Storage disturbances in KNA1

Incident Report for Cleura Public Cloud

Postmortem

On September 11, 2020, City Network experienced an outage involving our City Cloud block storage system in region KNA1, impacting a large portion of our customers with active service in that location which we are truly sorry about this incident.

While we’re are still working on a full Root Cause Analysis and work around this incident we wanted to give you some explanation of what happened and how City Network chose to address the problem.

Why did you experience an outage?

During the initial investigation, it became clear that some storage back-end serving City Cloud region KNA1 was unresponsive and misbehaving. This led compute nodes getting errors witch affected some VMs going inte Read-Only state and hard reboot on those servers was needed.
To discover VMs in faulty state we are checking console output. For those servers we could see this state we performed the hard reboot.

What are NFS and Ceph?

City Cloud was launched using a storage technique based on NFS, where more recent architectural decisions were made to replace NFS with Ceph.

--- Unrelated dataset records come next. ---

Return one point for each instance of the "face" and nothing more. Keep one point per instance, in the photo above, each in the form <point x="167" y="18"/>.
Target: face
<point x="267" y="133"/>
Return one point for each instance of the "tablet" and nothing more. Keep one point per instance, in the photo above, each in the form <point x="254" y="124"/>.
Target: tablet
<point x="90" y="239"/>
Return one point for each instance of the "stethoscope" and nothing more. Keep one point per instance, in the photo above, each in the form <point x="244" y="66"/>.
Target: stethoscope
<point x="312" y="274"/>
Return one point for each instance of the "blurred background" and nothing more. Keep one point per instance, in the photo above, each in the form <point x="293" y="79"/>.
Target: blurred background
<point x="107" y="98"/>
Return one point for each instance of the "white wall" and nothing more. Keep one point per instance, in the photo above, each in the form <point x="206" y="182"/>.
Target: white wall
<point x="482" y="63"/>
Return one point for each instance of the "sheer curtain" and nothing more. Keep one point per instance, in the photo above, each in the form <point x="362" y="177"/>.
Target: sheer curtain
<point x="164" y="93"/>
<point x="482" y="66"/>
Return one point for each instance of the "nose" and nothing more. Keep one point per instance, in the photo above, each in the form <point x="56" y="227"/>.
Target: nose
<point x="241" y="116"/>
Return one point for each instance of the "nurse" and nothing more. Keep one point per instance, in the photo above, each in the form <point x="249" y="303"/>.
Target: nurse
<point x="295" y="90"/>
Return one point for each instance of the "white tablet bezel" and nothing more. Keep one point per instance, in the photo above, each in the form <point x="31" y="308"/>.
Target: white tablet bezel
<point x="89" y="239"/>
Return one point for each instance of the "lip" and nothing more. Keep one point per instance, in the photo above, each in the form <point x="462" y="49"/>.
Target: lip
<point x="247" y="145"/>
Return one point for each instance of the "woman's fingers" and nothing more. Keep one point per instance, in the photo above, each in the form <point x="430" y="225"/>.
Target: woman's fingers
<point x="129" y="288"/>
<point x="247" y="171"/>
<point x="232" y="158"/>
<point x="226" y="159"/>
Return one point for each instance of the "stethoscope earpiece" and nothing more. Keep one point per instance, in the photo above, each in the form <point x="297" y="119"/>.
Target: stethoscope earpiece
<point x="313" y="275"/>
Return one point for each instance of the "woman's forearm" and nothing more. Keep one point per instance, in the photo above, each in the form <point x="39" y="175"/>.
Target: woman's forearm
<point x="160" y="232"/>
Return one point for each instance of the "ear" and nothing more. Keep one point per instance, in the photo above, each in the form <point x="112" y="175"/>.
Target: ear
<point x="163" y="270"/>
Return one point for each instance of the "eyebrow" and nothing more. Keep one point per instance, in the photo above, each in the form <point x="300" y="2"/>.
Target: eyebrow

We currently run Ceph globally in many different data centers. City Cloud in region KNA1 is currently undergoing a project to replace NFS with Ceph.

Network File System (NFS) is a distributed file system protocol basically allowing access to files over a computer network much like local storage is accessed. Ceph on the other hand is a complete open-source software storage platform, which implements object storage on a single distributed computer cluster, and provides 3-in-1 interfaces for: object-, block- and file-level storage.

The benefit of Ceph is that it allows us to replicate data and make it fault-tolerant. As a result of its design, the system is both self-healing and self-managing, which in itself adds layers of safety to operations.

A new storage system using Ceph as technology is running in production in KNA1 for some services.

What are we doing now?

City Network engineers will deploy a new pool of compute nodes, allowing new capacity to be spawned on a new architecture and utilization a new, more reliable, and resilient storage system (Ceph).
This will allow both system disks, and volumes to use the new storage system. We will communicate when this fully implemented.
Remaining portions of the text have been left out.